However, for continue, consider this case:
1. A tmpfs file was created
2. The non-UFFD-registered side mmap()-s with MAP_SHARED
3. The UFFD-registered side mmap()-s with MAP_PRIVATE
In this case, even though the UFFD-registered VMA may be writable, we
still want CoW behavior. So, check for this case and don't make the
pte writable.
- The initial pgoff / max_off check isn't necessary, so we can skip past
it. The second one seems likely to be unnecessary too, but keep it
just in case. Modify both checks to use pgoff, as offset is equivalent
and not needed.
- Previously, we unconditionally called ClearPageDirty() in the error
path. In the continue case though, since this is an existing page, it
might have already been dirty before we started touching it. It's very
problematic to clear the bit incorrectly, but not a problem to leave
it - so, just omit the ClearPageDirty() entirely.

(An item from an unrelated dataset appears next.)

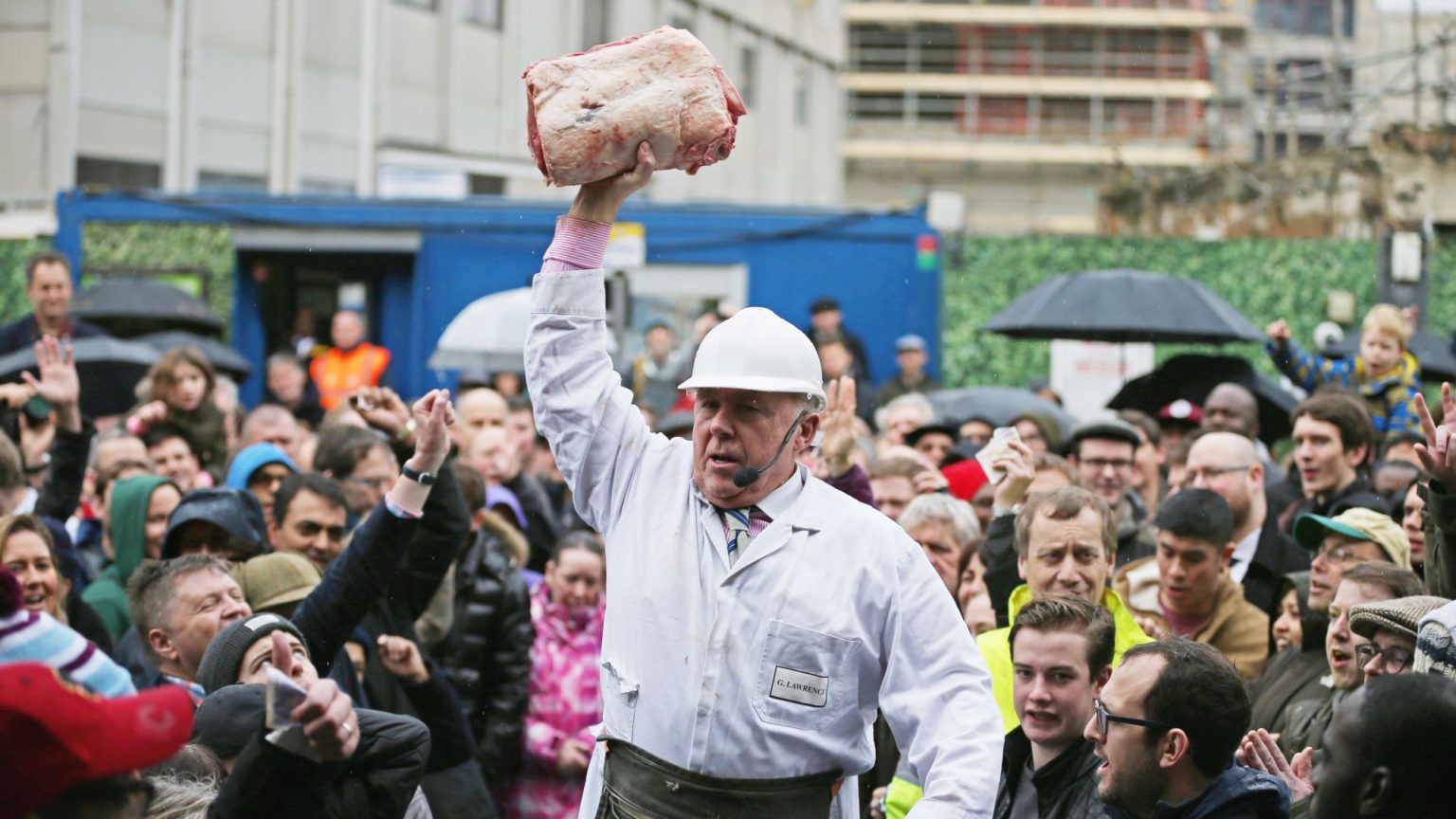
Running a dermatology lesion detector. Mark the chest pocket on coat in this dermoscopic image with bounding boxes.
[753,619,859,730]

- Previously, we unconditionally removed the page from the page cache in
the error path. But in the continue case, we didn't add it - it was
already there because the page is present in some second
(non-UFFD-registered) mapping. So, removing it is invalid.
Because the error handling issues are easy to exercise in the selftest,
make a small modification there to do so.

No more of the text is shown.